The Grillo/5SM victory in last weekend’s Italian elections sends warnings about how politics is transacted everywhere. And it’s not just politicians he’s after, but the whole matey, conflicted, rotten construct that has accumulated around them; which includes the established media, the bureaucracy, the legal system, big business and, because this is Italy, the clerics, too.
Grillo believes the aims of M5S have application beyond Italy’s borders. As he told us, “We have a shared agenda in this project for the world,” he says. “We are like a laboratory for this type of movement.”
5SM electoral bunting was conspicuous by its absence on Italian streets during the national campaign. This deliberate omission by the movement led its antedeluvian rivals to believe M5S was nothing more than background noise; a nonsense factor of little consequence to the election. That’s because all the noise that mattered was being made online — Silvio Berlusconi for one has admitted he doesn’t understand the internet — and the outrage was then transferred straight to the voting booth.
Grillo is on the verge of creating something very interesting. As he made very clear yesterday, he’s not interested in being a kingmaker; rather, he wants a total overhaul of democracy, to bring parliament and legislating directly back to the people, and to deal with matters issue-by-issue rather than by party machinery or bloc.
Grillo knows he risks alienating and losing his somewhat anarchic netizens if M5S does deals. But he also knows there’s another, more moderate push within M5S, which argues that with power in its grasp, now is the time to push the M5S legislative agenda. This division also opens ground for the established parties to exploit.

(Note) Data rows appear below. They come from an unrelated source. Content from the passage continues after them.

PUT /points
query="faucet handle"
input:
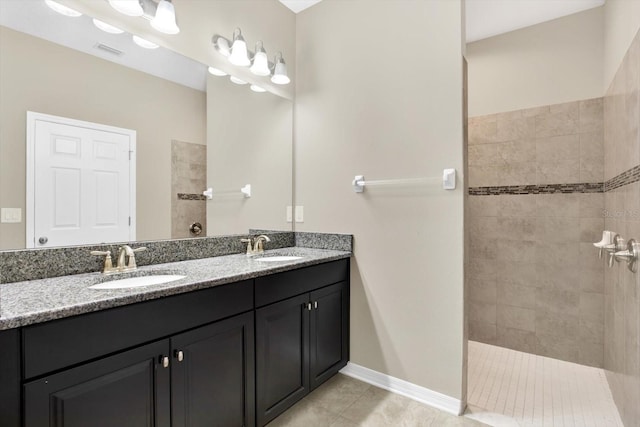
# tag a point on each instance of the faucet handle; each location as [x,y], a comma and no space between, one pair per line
[108,264]
[248,242]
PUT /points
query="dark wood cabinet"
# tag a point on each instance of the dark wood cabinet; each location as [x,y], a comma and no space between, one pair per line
[128,389]
[212,375]
[329,337]
[203,377]
[234,355]
[300,342]
[282,356]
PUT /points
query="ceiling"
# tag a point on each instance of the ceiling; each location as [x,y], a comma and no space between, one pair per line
[488,18]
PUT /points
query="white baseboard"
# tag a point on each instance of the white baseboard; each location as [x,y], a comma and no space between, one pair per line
[404,388]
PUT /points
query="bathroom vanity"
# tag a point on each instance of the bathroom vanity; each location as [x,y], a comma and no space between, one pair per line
[235,344]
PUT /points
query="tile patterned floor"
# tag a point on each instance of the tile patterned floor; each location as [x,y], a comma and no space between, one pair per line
[512,388]
[346,402]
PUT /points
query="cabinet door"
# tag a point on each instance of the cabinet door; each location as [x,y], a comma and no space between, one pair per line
[329,338]
[128,389]
[282,356]
[213,383]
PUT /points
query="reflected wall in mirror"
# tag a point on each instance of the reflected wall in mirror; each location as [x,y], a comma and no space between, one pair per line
[42,76]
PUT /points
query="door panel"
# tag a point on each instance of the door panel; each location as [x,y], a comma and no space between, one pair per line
[128,389]
[282,356]
[214,383]
[329,330]
[82,186]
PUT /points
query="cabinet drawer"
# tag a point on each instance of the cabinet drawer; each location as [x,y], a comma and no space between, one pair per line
[280,286]
[61,343]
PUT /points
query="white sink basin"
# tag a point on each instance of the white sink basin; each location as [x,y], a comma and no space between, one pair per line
[134,282]
[278,258]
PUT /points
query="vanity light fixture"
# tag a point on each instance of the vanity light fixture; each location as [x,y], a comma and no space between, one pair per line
[127,7]
[144,43]
[165,18]
[237,81]
[61,9]
[107,28]
[238,54]
[257,88]
[216,72]
[280,76]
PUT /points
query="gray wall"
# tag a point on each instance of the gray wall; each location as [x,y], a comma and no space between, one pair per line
[535,281]
[379,93]
[622,288]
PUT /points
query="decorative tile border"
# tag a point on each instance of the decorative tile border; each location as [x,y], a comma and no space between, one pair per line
[628,177]
[584,187]
[625,178]
[191,196]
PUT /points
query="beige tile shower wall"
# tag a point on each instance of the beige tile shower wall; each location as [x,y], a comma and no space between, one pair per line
[535,281]
[188,176]
[553,144]
[622,215]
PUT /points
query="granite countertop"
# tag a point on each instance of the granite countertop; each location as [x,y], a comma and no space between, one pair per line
[35,301]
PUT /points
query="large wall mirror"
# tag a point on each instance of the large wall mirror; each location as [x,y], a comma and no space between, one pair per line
[193,130]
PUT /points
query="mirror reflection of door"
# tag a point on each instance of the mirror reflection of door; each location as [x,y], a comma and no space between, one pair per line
[80,182]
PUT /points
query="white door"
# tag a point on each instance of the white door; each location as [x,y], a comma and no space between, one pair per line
[82,186]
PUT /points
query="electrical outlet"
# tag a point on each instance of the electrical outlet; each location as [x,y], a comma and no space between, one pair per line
[10,215]
[299,213]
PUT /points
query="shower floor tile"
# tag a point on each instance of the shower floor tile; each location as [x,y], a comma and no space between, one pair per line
[512,388]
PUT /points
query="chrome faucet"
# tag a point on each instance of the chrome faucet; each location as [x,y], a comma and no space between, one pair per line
[255,245]
[126,259]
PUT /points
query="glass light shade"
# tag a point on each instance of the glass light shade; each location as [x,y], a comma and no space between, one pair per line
[260,66]
[144,43]
[223,47]
[280,73]
[107,28]
[216,72]
[239,55]
[237,81]
[61,9]
[165,19]
[127,7]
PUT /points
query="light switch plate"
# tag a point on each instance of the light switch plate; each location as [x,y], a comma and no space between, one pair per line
[10,215]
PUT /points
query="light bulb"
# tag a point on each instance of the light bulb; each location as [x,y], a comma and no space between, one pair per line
[260,65]
[165,19]
[107,28]
[216,72]
[61,9]
[237,81]
[280,73]
[239,55]
[144,43]
[127,7]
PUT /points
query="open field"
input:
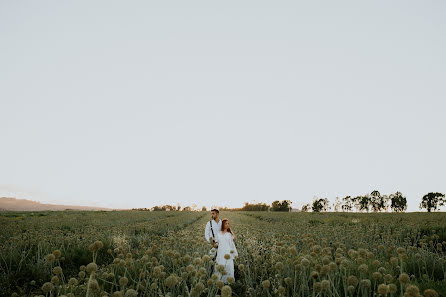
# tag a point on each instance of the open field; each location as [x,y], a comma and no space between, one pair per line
[164,254]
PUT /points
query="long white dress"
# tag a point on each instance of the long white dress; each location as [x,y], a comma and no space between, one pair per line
[225,246]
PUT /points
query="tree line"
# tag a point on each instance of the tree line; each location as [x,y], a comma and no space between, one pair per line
[373,202]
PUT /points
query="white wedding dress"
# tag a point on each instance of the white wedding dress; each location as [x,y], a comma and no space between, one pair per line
[225,246]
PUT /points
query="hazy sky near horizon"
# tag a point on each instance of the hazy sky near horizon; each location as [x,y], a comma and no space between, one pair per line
[140,103]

As a protest movement, M5S is part Occupy, part Pirate Party, and even part Tea Party, and then some. Labelled by the right and the commentariat as the leader of a leftist movement, Grillo has pointedly reserved the most stinging of his criticism for the old Italian left, describing the centre-led Democratic Party leaders as ‘political stalkers’ and ‘dead men talking’, and demanding they resign.

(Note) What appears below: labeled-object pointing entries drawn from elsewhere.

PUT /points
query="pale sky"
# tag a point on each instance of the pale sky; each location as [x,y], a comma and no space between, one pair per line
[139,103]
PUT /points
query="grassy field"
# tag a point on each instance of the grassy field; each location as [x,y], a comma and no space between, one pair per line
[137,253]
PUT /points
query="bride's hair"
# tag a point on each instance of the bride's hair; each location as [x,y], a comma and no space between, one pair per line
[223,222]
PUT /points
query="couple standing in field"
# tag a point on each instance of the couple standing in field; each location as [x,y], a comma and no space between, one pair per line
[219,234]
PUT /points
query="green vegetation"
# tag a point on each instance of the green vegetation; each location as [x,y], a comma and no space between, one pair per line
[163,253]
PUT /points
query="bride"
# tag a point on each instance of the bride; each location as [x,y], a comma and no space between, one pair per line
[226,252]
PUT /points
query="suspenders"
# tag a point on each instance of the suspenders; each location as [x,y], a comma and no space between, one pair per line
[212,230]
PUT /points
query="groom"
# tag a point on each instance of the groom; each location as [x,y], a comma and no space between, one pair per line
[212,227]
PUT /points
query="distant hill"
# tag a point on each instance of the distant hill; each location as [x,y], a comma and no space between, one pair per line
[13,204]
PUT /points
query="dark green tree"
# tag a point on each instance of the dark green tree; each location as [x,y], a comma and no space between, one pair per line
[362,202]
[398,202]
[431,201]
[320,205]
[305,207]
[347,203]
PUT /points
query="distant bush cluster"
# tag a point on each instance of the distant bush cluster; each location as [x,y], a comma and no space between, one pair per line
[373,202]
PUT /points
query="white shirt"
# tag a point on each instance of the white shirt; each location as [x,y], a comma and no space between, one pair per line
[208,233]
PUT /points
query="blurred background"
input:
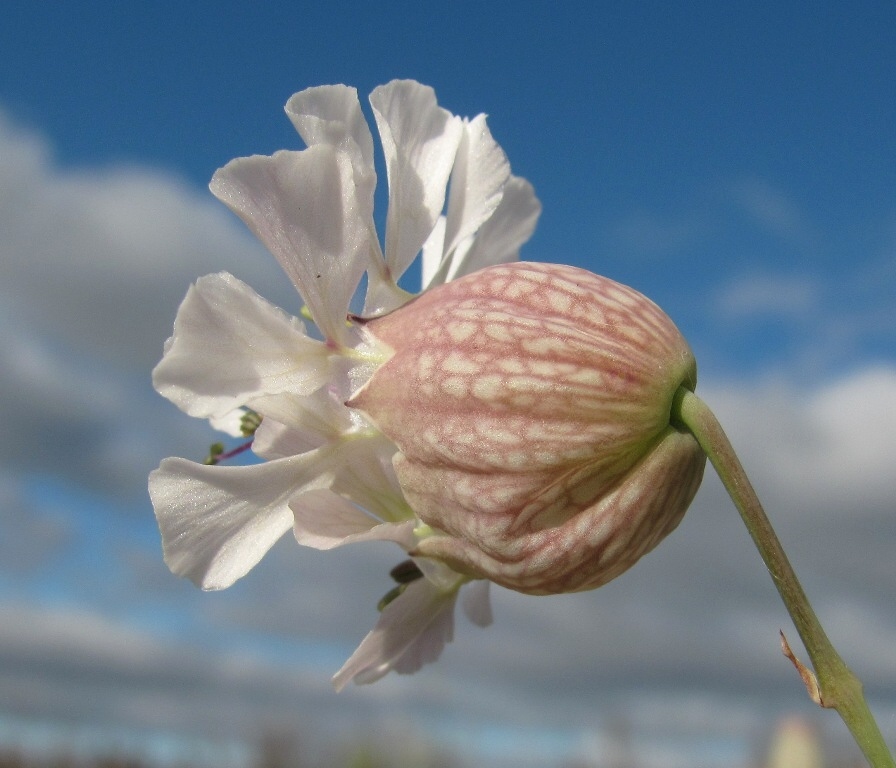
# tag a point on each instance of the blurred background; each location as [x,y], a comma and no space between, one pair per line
[735,162]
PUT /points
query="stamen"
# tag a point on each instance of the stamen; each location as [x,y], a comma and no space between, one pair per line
[216,452]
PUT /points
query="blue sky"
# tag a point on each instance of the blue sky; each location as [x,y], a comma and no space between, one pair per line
[736,164]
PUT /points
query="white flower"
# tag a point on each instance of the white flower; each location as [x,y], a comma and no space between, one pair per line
[328,471]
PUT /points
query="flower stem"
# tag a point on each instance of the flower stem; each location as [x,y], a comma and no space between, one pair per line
[833,684]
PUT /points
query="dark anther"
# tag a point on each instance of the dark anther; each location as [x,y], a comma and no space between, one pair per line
[406,572]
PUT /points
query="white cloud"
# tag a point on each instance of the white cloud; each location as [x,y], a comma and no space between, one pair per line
[788,297]
[94,264]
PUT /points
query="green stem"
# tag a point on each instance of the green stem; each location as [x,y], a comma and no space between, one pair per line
[837,686]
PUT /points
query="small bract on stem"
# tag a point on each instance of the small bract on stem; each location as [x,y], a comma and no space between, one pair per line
[833,684]
[529,425]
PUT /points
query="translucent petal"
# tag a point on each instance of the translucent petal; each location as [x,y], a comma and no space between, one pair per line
[501,236]
[304,206]
[420,141]
[411,631]
[295,424]
[477,182]
[324,520]
[331,115]
[477,604]
[218,522]
[230,345]
[433,250]
[367,478]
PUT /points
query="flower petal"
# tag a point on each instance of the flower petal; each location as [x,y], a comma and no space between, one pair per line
[420,141]
[477,182]
[218,522]
[432,257]
[499,239]
[411,631]
[295,424]
[305,207]
[477,604]
[230,345]
[324,520]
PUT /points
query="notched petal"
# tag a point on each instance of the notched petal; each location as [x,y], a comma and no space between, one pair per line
[305,207]
[230,346]
[412,631]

Grillo says M5S is not right, left or centre, or anywhere on the traditional spectrum, it’s primarily about being clean, and then it’s about direct, issue-by-issue consultation with Italians.
Grillo also believes M5S’s emergence on Italy’s political scene, at a time when the country was sliding into a crippling economic funk, has helped checked the rise of extremists such as Greece’s Golden Dawn, and Geert Wilders and imitators in The Netherlands and elsewhere. This is particularly poignant in Italy, the shores of which have proved to be a porous first-entry point for immigrants. Grillo told The Global Mail Europe’s political establishment “should thank us” for providing a valve for Italian frustrations, as unemployment has soared. A succession of political scandals has also helped focus grassroots outrage to him.
Ignored by the traditional media — which suited the net-savvy Grillo’s direct-democracy movement just fine — Grillo’s Parma victory was widely predicted by conventional commentators to have been a one-hit wonder. The consensus was that Parma would be the limit of the three-year-old M5S’s activism.
Then came last weekend’s poll, in which Parma voted for M5S in greater numbers than Italians did nationally. After M5S’s six months in the mayoralty — during which it has begun to restore the fortunes of one of Italy’s richest cities — it had won the trust of the locals, who clearly like what they’ve seen so far.
The movement’s effect has been similar in Sicily, where last October M5S became the island’s single biggest party after regional elections, having been just pipped to the post of actual power by a centre-left coalition. In the regional election, M5S polled 18.2 per cent, but last weekend, after four busy months helping to remake how politics is practiced in Palermo — cutting MPs’ perks for starters — M5S took 34 per cent of Sicilian votes in the national poll.
Because the Italian establishment is so rancid, it’s easy for Grillo to show the upside of change. One example, as he told The Global Mail, is that he wants to abolish Italy’s 110 provinces, to remove a superfluous layer of bloated government and patronage, and save Italians more than €10 billion a year. That would please budget-minded Brussels too.
The provincial posts he would nix have long been cosy little cabals for the established parties; a favour bank for vote-delivering cronies resistant to reform. Now, with M5S’s deputies in parliament pushing reform, woe betide the crippled institutional parties that resist — everyone is trying to chime in with the public mood that M5S has exposed.
Another big M5S idea is to reform Italy’s state pension system. It’s said that one million Italians live directly off the proceeds of politics; that thousands of former bureaucrats and retired politicians receive taxpayer-funded pensions of as much as €20,000 to €30,000 a month.
“Pensions above €3,000 a month should be abolished,” Grillo told The Global Mail. As this former auditor has in many Vaffanculo (‘fuck you’) rallies, told millions of Italians who accusingly raise their middle fingers toward Rome: “It’s time to take this wretched country back.”
The message from these fascinating Italian polls to Italy’s established elite is clear: the jig is up and we’re coming for you. What we’re seeing in Rome is only the beginning.